Até  fez uma pedra dar flor!

A mãe reparava o menino com ternura.

(in Exercícios de ser criança – Manoel de Barros)

 030---leitura

Tem coisas na memória da gente que ficam obscuras e, de repente, como se algum botão tivesse sido acionado, reaparecem, não sei se isso acontece com todo mundo, mas comigo acontece.

Ocorre que um dia desses recuperei uma informação da minha infância que há muito não lembrava: eu era uma criança muito mentirosa. Explico: era uma inventadora de histórias, mas como não enxergava a linha que separa imaginação de realidade, misturava as duas coisas. Tinha dúzias de amigos imaginários e escolhia casas da redondeza nas quais eles moravam, nas imediações da Silva Jardim, onde eu também morava. Eram todos meus vizinhos. Tínhamos muitas conversas, aventuras e até brigas. Comprava, quando Mãe me dava dinheiro, uma caixa de quindins, na Só Quindins, com doze sempre, para poder “distribuir” a eles. Sendo eles imaginários, no fim, comia tudo.

Tinha sempre muitas histórias nossas a contar e Mãe ouvia todas, enquanto costurava, cozinhava ou tentava ver televisão. Nunca disse nem que sim e nem que não. Não fui a psicólogo, não havia na época nenhuma síndrome catalogada do tipo “mentirite crônica”. Mãe, que já havia criado sete, achava normal, eu penso.

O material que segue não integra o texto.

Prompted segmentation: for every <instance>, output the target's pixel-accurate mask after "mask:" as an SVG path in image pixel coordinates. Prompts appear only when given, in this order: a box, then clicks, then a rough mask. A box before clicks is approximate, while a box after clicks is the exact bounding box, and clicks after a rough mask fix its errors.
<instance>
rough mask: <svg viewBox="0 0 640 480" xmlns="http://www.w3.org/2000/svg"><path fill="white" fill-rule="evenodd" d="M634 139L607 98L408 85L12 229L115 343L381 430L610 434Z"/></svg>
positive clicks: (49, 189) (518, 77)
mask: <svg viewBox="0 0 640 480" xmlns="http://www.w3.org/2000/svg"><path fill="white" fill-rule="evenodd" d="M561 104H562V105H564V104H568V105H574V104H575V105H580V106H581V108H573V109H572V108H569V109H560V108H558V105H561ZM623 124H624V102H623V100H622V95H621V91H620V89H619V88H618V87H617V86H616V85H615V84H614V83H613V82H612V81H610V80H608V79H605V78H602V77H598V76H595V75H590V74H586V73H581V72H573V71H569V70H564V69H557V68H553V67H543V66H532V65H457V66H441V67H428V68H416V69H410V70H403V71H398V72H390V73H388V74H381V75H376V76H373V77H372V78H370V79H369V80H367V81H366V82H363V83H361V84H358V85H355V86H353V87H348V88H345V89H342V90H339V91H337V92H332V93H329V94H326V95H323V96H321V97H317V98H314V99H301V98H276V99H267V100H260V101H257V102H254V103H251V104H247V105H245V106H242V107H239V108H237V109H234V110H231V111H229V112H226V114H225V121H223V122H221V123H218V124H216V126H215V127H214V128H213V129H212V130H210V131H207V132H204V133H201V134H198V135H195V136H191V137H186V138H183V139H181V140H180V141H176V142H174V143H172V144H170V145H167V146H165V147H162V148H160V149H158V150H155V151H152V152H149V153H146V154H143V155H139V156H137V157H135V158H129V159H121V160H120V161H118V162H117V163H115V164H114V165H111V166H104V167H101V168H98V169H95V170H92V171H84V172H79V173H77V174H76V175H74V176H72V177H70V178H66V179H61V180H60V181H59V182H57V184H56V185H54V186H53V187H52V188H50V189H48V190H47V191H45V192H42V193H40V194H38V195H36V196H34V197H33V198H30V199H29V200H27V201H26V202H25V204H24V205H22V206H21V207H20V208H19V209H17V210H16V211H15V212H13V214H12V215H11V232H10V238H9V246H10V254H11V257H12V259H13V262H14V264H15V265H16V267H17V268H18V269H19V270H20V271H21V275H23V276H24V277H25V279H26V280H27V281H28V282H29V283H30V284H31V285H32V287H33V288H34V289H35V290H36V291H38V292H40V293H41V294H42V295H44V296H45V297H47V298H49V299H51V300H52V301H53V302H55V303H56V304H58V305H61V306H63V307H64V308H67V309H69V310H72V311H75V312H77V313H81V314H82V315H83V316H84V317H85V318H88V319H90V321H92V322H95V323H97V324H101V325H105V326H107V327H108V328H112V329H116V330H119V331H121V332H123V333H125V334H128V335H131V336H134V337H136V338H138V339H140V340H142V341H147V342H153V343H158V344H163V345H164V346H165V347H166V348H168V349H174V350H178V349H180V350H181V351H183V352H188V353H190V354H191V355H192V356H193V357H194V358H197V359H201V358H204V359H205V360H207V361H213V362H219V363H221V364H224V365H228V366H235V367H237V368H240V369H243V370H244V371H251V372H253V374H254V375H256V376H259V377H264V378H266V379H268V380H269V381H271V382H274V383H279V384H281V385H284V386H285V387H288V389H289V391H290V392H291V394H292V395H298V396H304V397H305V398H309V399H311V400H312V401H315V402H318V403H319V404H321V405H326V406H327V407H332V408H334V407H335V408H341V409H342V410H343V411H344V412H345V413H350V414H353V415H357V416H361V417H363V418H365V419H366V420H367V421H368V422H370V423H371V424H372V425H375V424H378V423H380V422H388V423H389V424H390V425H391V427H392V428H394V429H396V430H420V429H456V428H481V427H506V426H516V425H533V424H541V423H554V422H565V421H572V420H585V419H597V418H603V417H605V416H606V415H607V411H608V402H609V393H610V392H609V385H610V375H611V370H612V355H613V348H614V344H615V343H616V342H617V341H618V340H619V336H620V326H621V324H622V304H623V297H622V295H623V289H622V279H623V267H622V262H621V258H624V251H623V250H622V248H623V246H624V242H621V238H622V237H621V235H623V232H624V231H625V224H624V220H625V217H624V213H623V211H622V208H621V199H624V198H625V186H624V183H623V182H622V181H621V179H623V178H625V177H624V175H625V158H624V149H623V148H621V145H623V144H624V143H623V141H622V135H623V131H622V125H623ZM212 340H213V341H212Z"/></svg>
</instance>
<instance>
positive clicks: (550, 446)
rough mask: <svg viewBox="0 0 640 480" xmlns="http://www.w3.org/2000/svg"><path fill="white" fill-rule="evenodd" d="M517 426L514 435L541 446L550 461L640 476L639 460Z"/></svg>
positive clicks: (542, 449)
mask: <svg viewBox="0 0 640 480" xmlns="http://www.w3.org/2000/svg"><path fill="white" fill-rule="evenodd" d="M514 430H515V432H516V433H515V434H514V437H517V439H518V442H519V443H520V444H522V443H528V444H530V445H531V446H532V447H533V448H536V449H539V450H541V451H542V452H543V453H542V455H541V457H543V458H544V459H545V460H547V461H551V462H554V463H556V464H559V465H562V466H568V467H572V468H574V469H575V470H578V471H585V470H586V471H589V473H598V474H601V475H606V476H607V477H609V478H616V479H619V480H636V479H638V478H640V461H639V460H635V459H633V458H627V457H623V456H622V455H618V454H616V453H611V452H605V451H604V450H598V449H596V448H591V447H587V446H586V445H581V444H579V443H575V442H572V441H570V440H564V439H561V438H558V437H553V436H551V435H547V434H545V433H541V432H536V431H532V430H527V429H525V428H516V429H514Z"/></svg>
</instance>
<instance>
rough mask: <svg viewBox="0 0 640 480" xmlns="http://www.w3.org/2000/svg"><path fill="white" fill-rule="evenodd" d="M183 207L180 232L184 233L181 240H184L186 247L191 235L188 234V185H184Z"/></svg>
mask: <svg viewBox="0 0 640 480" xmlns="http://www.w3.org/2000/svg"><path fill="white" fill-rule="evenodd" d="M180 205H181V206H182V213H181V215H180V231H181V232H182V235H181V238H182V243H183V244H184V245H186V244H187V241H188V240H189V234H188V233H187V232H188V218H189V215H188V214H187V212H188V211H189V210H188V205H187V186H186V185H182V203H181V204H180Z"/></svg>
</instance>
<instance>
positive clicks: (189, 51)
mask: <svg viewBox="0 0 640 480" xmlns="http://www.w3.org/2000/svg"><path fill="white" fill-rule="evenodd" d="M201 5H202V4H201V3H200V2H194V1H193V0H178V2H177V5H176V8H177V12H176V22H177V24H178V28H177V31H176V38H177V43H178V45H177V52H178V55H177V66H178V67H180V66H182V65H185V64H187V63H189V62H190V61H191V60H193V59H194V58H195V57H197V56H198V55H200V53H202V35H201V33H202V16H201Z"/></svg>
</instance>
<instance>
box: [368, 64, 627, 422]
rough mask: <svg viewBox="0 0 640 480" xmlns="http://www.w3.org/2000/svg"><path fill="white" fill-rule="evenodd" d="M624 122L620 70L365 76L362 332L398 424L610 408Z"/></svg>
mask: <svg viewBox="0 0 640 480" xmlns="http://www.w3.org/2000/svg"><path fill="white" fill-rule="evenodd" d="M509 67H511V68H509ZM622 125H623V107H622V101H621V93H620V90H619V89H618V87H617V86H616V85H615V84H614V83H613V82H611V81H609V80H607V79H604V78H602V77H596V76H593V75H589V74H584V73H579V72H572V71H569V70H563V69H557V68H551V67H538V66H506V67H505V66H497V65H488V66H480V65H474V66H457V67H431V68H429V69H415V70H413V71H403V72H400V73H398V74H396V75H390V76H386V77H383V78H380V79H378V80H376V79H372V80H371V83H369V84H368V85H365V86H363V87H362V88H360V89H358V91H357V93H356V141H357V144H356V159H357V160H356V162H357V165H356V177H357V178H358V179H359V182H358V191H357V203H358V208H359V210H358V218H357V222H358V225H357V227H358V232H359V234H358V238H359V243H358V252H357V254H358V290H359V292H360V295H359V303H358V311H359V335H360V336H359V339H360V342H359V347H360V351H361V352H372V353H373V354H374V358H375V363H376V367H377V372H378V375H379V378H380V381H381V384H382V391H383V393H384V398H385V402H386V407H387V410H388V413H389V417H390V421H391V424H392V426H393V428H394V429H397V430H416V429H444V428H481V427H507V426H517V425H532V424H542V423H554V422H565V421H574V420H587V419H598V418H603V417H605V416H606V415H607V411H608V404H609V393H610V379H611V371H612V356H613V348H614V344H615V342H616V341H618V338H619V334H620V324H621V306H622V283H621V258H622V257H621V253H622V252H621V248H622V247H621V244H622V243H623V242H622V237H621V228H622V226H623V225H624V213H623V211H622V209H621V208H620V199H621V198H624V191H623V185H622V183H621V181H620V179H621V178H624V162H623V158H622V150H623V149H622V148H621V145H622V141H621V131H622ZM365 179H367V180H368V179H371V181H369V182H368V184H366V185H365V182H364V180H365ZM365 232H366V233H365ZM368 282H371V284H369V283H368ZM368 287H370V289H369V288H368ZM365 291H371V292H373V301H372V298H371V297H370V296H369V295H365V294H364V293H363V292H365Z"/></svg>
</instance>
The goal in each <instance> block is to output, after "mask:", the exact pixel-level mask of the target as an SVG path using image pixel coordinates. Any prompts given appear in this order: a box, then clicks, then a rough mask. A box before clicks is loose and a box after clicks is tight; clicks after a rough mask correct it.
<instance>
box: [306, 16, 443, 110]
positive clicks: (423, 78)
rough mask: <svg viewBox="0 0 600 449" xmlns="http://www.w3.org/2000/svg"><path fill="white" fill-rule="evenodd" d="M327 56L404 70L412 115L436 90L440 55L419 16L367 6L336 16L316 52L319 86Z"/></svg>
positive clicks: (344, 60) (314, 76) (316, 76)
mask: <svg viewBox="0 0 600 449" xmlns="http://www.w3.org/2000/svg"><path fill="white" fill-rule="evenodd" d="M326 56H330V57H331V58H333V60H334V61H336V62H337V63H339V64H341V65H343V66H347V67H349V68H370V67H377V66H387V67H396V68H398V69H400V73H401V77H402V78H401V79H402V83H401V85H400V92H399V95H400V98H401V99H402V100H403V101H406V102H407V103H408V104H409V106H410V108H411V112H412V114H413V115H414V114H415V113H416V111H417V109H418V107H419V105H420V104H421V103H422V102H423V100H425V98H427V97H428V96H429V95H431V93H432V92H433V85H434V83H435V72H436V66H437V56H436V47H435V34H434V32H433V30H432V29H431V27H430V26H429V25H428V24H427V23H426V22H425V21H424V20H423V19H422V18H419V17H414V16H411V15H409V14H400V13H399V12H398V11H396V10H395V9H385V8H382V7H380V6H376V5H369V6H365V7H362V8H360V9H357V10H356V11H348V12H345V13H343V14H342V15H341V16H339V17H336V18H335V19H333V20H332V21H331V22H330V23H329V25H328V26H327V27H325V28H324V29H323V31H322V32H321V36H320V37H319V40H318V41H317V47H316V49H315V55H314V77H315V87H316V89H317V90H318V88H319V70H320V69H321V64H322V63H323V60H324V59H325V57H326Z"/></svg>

Lendo Synthomas de Poesia na Infância, de Glória Kirinus, pude diagnosticar, finalmente, os meus “problemas”: delírio verbal, devaneio crônico, isolamento fabuloso, catapora inventiva. Sinto de nunca ter tido rimite aguda.

Fui para escola aos seis anos e Mãe me deu muitas instruções, me preparou para ser aluna, uma delas foi “Filha, não fica contando dos seus amigos na escola, quando você chegar em casa, conta”. Mãe, que quase não foi para a escola, sabia que a escola não lidava bem com invencionices e com crianças diferentes. Tinha que prestar atenção, ficar quietinha, obedecer e fazer tudo o que a professora mandava.  Combinados feitos, fui uma aluna muito ajustada, pintava os caules das flores de marrom, as folhas de verde e as flores de vermelho, como a professora queria. Boa menina.

Continuei inventando, aprendi a ler, quanto mais lia, menos inventava. Não porque a leitura estivesse me sufocando, mas estava me preenchendo, satisfazendo meu desejo de ficção. Os amigos imaginários, com nome, sobrenome e endereço fixo perderam espaço, ocupado então por personagens e enredos. A leitura me curou.